An oil spill still threatens part of the world's largest mangrove forest in Bangladesh.
The oil spill covered nearly 40 miles of waterways. At low tide, oil marks are still clearly visible on the mangrove trees inside the Sundarban Forest.
Oil marks on the mangrove trees inside the Sundarban Forest
Cargo vessels are forced to wait on Pashur River while the clean-up is under way.
Cargo vessels waiting on the Pashur River
The people who usually fish in the Sela River are now busy collecting the oil.
People to collect oil from the river in Sundaban forest
The spill has affected the people who have homes by the Sela River and make a living from the waterways.
Oil stuck to houses built on the river bank
The Forest Department has encouraged local people to help with clean-up efforts. Villagers have been scooping oil from the rivers using pots and pans.

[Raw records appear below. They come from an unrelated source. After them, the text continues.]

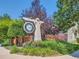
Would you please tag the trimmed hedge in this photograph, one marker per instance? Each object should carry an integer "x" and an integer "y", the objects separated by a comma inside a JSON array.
[{"x": 34, "y": 51}]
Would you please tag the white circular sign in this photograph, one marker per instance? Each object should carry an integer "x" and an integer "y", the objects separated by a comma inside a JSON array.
[{"x": 29, "y": 27}]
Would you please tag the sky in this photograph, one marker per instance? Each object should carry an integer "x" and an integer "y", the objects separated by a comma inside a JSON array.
[{"x": 14, "y": 7}]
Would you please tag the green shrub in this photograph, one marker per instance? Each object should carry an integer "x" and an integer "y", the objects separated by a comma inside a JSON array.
[
  {"x": 35, "y": 51},
  {"x": 6, "y": 42},
  {"x": 60, "y": 46},
  {"x": 15, "y": 49}
]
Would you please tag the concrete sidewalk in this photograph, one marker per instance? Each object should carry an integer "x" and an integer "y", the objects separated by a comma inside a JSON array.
[{"x": 4, "y": 54}]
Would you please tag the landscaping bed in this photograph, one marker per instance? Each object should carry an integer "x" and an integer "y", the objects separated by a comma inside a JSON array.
[{"x": 46, "y": 48}]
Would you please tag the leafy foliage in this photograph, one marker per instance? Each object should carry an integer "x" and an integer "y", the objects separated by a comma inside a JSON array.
[{"x": 35, "y": 51}]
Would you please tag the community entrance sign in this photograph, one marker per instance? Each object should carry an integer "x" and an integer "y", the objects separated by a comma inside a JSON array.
[{"x": 33, "y": 25}]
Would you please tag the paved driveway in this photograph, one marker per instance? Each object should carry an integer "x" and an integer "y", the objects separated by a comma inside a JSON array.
[{"x": 4, "y": 54}]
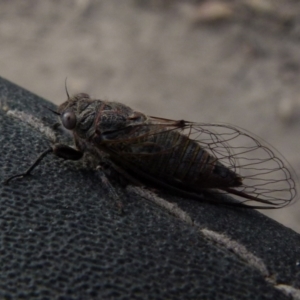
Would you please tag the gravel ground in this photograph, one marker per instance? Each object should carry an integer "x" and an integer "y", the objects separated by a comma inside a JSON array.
[{"x": 235, "y": 62}]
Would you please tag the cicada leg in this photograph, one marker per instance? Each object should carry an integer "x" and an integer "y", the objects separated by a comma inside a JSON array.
[{"x": 59, "y": 150}]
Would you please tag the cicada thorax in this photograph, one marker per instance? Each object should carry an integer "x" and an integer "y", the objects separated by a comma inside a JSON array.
[{"x": 173, "y": 157}]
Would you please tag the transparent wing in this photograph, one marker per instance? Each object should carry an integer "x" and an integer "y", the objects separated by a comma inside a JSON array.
[{"x": 267, "y": 177}]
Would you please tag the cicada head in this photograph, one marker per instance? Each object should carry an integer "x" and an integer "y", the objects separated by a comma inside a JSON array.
[{"x": 78, "y": 114}]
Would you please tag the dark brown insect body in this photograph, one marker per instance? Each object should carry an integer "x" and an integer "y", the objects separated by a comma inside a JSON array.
[{"x": 186, "y": 156}]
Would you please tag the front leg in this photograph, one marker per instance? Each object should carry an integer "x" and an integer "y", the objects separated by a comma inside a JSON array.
[{"x": 60, "y": 150}]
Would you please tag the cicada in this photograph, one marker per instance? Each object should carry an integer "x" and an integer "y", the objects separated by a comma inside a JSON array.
[{"x": 183, "y": 156}]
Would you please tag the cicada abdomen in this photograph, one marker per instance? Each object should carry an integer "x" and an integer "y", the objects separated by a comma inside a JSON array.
[
  {"x": 196, "y": 157},
  {"x": 186, "y": 156}
]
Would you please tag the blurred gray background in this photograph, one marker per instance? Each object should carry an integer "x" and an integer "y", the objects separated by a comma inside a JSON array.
[{"x": 235, "y": 62}]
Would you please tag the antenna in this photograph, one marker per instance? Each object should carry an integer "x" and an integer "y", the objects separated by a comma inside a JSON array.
[{"x": 67, "y": 88}]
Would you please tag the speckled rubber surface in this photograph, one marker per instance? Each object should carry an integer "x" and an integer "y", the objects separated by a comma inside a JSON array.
[{"x": 62, "y": 237}]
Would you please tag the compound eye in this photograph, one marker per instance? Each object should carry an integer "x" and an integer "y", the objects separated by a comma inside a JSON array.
[{"x": 69, "y": 120}]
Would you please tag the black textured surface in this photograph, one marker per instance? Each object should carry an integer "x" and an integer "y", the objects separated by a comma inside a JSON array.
[{"x": 61, "y": 236}]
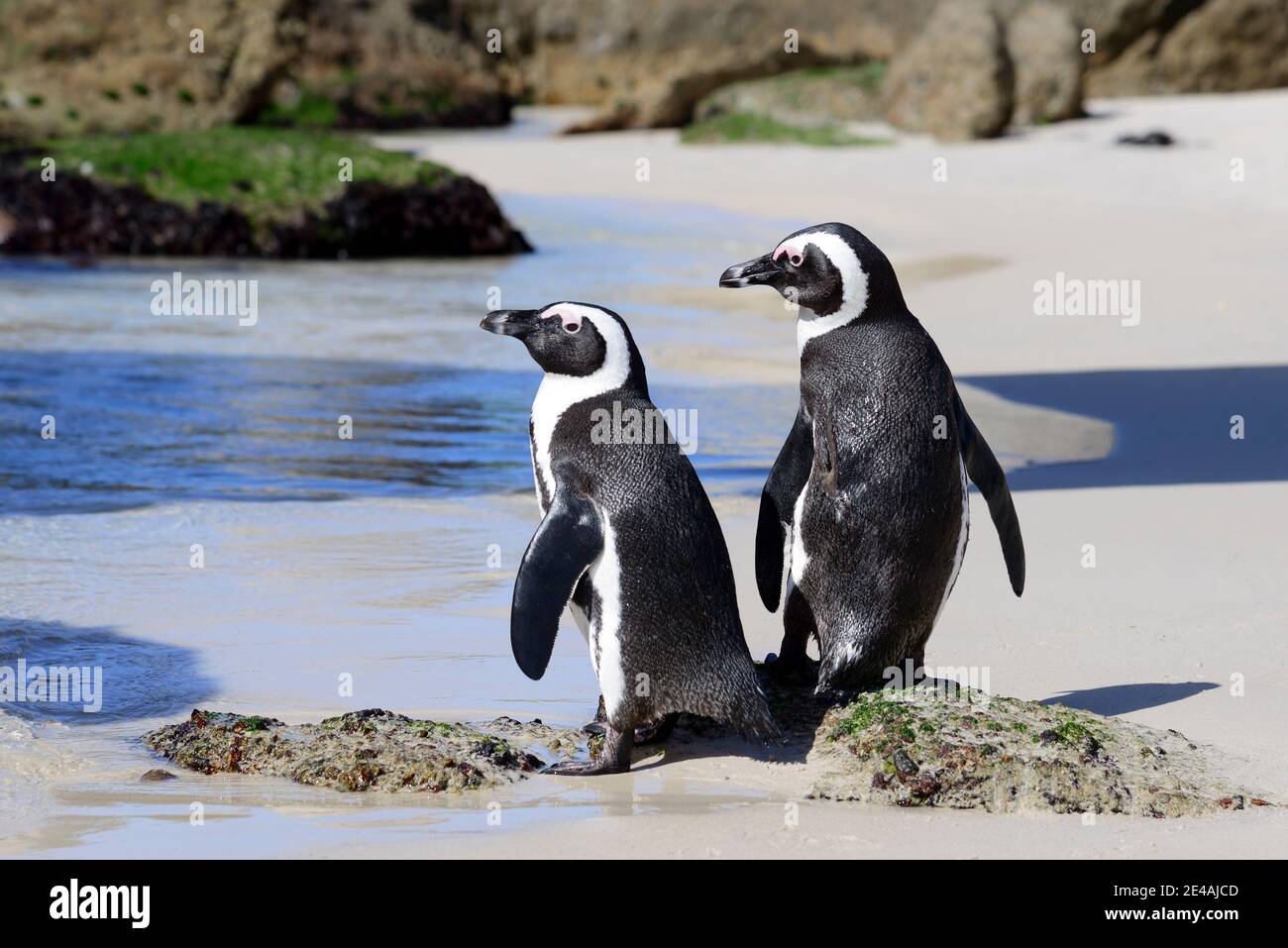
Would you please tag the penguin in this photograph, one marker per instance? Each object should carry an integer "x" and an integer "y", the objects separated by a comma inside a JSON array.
[
  {"x": 867, "y": 501},
  {"x": 627, "y": 539}
]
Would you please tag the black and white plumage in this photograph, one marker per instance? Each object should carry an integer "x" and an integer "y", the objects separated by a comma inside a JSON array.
[
  {"x": 629, "y": 540},
  {"x": 866, "y": 504}
]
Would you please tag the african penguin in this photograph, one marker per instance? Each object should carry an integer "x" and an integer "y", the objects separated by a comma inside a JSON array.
[
  {"x": 867, "y": 500},
  {"x": 627, "y": 537}
]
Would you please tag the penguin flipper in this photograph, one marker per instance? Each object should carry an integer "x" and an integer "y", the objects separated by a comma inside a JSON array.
[
  {"x": 566, "y": 544},
  {"x": 778, "y": 504},
  {"x": 991, "y": 480}
]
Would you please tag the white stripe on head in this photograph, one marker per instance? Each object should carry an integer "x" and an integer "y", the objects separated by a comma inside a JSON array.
[
  {"x": 854, "y": 283},
  {"x": 561, "y": 391}
]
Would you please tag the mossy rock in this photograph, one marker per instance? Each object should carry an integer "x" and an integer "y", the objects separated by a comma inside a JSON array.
[
  {"x": 373, "y": 750},
  {"x": 936, "y": 745}
]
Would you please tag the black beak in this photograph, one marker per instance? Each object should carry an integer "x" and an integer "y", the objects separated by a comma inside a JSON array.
[
  {"x": 510, "y": 322},
  {"x": 763, "y": 269}
]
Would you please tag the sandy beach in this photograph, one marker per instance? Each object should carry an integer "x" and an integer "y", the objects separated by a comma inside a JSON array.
[{"x": 1120, "y": 437}]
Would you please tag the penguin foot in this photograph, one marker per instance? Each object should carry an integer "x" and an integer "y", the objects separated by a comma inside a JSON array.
[
  {"x": 585, "y": 768},
  {"x": 656, "y": 732},
  {"x": 614, "y": 759}
]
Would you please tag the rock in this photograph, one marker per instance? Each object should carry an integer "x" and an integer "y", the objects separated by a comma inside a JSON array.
[
  {"x": 1043, "y": 44},
  {"x": 648, "y": 64},
  {"x": 954, "y": 80},
  {"x": 935, "y": 745},
  {"x": 71, "y": 65},
  {"x": 1157, "y": 140},
  {"x": 810, "y": 98},
  {"x": 82, "y": 65},
  {"x": 369, "y": 219},
  {"x": 372, "y": 750},
  {"x": 386, "y": 64},
  {"x": 1223, "y": 46},
  {"x": 941, "y": 746}
]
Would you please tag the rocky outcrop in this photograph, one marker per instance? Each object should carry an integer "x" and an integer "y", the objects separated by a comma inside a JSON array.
[
  {"x": 369, "y": 219},
  {"x": 84, "y": 65},
  {"x": 386, "y": 64},
  {"x": 1044, "y": 48},
  {"x": 1223, "y": 46},
  {"x": 370, "y": 750},
  {"x": 648, "y": 64},
  {"x": 809, "y": 98},
  {"x": 956, "y": 78},
  {"x": 77, "y": 65},
  {"x": 932, "y": 745}
]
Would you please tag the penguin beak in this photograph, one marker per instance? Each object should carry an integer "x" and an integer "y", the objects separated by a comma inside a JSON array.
[
  {"x": 756, "y": 272},
  {"x": 510, "y": 322}
]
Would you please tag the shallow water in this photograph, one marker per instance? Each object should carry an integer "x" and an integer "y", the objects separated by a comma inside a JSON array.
[{"x": 386, "y": 558}]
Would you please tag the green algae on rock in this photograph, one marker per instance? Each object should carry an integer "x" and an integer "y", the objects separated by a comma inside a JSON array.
[
  {"x": 362, "y": 750},
  {"x": 243, "y": 192},
  {"x": 930, "y": 746}
]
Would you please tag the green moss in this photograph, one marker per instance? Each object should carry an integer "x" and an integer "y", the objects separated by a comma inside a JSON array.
[
  {"x": 870, "y": 710},
  {"x": 750, "y": 127},
  {"x": 269, "y": 174}
]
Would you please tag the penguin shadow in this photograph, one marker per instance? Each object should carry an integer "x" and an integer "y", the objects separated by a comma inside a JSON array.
[
  {"x": 795, "y": 707},
  {"x": 1171, "y": 425},
  {"x": 82, "y": 675},
  {"x": 1121, "y": 699}
]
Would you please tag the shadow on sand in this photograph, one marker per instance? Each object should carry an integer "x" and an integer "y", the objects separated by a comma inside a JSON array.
[
  {"x": 138, "y": 678},
  {"x": 1171, "y": 427},
  {"x": 1121, "y": 699}
]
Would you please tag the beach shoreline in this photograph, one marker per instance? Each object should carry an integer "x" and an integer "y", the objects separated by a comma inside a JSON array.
[{"x": 1176, "y": 626}]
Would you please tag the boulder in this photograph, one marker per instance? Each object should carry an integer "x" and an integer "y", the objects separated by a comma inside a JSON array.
[
  {"x": 84, "y": 65},
  {"x": 1224, "y": 46},
  {"x": 372, "y": 750},
  {"x": 806, "y": 98},
  {"x": 1044, "y": 48},
  {"x": 386, "y": 64},
  {"x": 956, "y": 78},
  {"x": 932, "y": 745},
  {"x": 69, "y": 67}
]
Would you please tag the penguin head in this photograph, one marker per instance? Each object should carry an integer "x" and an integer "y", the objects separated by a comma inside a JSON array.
[
  {"x": 829, "y": 269},
  {"x": 574, "y": 339}
]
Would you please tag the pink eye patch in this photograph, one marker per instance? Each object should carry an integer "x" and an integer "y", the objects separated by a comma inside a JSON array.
[
  {"x": 795, "y": 254},
  {"x": 571, "y": 321}
]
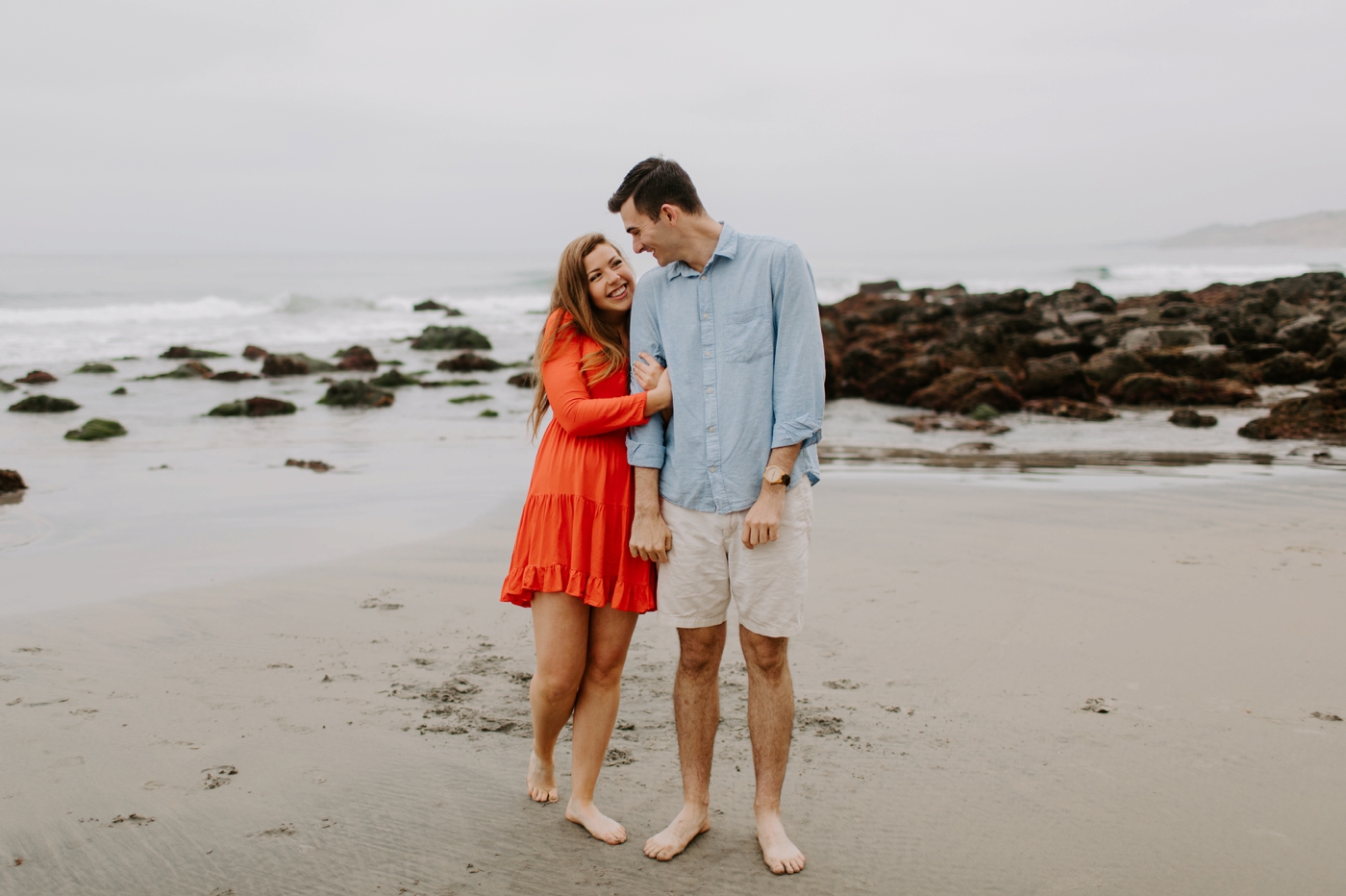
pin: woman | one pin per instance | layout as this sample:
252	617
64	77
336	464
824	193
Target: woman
571	561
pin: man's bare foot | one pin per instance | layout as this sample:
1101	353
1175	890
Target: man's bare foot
780	855
595	822
689	824
541	781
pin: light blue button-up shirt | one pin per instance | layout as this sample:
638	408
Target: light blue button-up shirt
744	353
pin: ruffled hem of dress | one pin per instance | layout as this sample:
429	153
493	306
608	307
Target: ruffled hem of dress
595	591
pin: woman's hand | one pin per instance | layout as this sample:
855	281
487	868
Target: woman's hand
648	371
661	397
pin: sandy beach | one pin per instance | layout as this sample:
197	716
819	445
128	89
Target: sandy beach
361	727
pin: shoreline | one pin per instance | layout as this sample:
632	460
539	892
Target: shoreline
1208	615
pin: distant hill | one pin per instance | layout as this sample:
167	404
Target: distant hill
1321	229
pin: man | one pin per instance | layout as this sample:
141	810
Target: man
735	320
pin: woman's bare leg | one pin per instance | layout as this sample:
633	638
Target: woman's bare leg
561	634
595	713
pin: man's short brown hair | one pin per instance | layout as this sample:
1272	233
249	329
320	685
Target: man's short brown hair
655	184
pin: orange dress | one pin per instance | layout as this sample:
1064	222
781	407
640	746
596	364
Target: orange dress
575	531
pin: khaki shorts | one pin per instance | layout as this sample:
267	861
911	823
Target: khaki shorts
709	565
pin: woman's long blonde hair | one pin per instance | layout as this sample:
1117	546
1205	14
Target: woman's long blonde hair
571	295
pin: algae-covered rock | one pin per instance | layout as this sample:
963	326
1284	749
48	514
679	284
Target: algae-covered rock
256	407
393	378
43	405
356	358
356	393
293	364
190	370
96	430
37	378
182	353
434	337
468	362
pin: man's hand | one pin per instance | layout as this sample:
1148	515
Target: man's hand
763	519
650	537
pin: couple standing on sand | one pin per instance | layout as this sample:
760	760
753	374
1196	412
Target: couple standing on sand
723	344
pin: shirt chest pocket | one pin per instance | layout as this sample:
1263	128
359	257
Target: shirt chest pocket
747	334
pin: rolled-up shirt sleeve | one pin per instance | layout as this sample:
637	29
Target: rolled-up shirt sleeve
645	443
797	383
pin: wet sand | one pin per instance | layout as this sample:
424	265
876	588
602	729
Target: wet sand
362	727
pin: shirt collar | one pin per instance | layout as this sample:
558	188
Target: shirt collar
726	248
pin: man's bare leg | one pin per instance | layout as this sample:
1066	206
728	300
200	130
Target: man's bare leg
561	634
696	709
595	713
770	724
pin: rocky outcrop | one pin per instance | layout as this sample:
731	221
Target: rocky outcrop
356	393
192	369
527	380
892	344
182	353
96	430
256	407
468	362
295	364
1191	418
43	405
393	378
1069	410
1318	416
430	304
356	358
439	337
37	378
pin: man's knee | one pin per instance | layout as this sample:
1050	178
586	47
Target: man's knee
700	650
766	657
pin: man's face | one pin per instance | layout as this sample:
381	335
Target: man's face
656	236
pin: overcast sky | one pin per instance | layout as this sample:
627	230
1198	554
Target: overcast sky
407	125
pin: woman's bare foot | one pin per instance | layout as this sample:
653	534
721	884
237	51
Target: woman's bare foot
780	855
595	822
689	824
541	781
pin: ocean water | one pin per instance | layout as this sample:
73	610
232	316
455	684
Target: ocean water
186	498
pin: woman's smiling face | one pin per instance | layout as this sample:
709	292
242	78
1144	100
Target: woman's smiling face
611	280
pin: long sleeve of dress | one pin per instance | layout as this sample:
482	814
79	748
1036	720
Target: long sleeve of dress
574	407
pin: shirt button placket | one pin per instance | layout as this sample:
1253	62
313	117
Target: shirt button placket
712	440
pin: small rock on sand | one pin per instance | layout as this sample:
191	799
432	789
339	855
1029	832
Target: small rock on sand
96	430
43	405
316	465
1190	418
1100	705
187	351
37	378
527	380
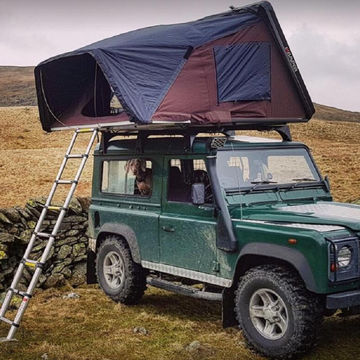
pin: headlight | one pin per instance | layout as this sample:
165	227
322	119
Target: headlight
344	256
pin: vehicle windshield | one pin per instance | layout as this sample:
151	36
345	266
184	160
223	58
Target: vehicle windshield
240	169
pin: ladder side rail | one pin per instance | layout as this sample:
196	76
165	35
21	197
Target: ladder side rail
39	269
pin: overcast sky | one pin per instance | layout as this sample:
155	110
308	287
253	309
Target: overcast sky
324	35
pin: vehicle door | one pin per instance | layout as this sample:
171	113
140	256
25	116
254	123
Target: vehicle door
187	232
130	195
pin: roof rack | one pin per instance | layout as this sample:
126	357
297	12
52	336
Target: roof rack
188	132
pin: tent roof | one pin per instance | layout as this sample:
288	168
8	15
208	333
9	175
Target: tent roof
141	66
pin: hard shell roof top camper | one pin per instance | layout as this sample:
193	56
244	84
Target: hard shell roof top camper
230	68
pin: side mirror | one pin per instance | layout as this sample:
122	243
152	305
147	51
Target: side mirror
198	193
327	183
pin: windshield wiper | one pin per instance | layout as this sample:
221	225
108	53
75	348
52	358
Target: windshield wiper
300	181
304	179
256	185
259	183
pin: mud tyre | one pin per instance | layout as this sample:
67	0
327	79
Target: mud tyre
279	317
118	275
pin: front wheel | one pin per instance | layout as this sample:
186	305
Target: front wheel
278	316
118	275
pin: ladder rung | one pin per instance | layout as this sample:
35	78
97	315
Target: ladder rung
69	182
45	235
76	156
20	293
55	208
85	130
6	320
30	263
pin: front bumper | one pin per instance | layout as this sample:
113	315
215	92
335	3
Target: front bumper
343	300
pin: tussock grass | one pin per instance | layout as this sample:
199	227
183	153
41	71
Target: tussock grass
30	158
93	327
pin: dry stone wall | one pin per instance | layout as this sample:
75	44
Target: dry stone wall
67	259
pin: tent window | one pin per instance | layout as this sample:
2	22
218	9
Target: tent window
243	71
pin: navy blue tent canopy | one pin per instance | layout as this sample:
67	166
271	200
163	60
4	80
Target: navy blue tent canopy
140	67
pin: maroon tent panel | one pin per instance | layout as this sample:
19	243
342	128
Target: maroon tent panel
230	68
194	93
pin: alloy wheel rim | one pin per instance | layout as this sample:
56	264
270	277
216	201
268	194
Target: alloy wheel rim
113	269
269	314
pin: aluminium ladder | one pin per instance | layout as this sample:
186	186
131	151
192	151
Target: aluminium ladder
37	234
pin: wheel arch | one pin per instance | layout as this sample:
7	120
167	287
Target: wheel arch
125	232
255	254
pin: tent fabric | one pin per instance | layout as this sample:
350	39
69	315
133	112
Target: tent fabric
243	72
141	68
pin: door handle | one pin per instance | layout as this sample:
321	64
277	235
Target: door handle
168	228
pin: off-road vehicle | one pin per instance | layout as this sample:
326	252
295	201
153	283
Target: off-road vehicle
251	219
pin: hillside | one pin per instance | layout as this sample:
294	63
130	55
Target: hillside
17	88
330	113
29	157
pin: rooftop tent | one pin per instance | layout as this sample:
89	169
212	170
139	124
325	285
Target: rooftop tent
233	67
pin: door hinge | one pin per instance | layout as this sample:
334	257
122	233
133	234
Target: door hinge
216	266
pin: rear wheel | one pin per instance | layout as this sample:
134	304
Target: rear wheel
118	275
278	316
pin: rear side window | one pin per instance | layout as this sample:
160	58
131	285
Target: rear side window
127	177
243	71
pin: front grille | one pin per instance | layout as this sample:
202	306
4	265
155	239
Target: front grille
350	272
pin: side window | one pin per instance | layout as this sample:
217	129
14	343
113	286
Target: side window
127	177
182	174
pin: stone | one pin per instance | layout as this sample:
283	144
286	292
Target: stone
34	213
140	330
71	296
79	274
31	224
79	249
64	252
12	214
4	219
23	213
85	203
40	246
75	219
80	258
194	346
72	232
65	226
61	265
55	280
75	207
6	237
66	241
25	236
3	247
13	230
66	272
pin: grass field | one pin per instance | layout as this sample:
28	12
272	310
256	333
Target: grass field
30	158
93	327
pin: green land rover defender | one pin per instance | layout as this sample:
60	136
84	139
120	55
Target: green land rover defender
250	219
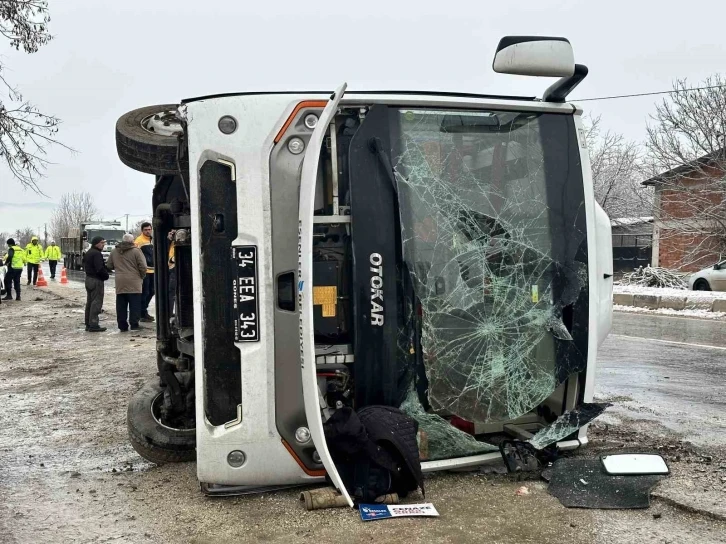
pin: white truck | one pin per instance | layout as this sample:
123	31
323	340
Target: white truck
438	252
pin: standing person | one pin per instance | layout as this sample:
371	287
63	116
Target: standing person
172	272
15	261
130	265
96	274
33	256
145	244
52	255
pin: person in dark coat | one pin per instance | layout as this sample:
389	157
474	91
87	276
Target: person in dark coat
15	262
96	274
130	265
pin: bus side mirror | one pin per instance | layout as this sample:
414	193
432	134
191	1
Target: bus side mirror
534	56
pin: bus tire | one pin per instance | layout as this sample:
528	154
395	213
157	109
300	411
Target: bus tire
147	140
152	440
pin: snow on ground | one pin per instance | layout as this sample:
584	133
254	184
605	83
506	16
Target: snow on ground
665	291
703	314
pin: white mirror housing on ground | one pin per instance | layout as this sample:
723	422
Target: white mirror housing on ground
534	56
634	464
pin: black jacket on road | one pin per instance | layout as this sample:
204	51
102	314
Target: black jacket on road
94	266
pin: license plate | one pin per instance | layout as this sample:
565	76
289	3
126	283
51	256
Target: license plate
246	311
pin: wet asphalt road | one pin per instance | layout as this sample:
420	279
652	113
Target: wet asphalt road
667	369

People collecting the oil.
It has become a source of income for many. Some of the oil is put into drums and sold to a state-owned oil company after it is collected.
Oil being drummed
An oil spill from a crashed tanker in Bangladesh's Sundarbans waterways is threatening a rare dolphin sanctuary and part of the world's largest mangrove forest. Much of the surrounding environment is now toxic.
A child near oil-covered plants
The tanker, believed to be carrying 350,000 litres of oil, collided with another vessel on 9 December. It has now been brought to shore.
The damaged oil tanker
Many people continue to use water from the river for their daily household needs, despite the risks to their health.
Oil-covered houses by the river
The Sundarbans area contains part of the world's largest mangrove forest. But locals say mangroves by the river bank are going to die, as oil from the spillage has covered their roots.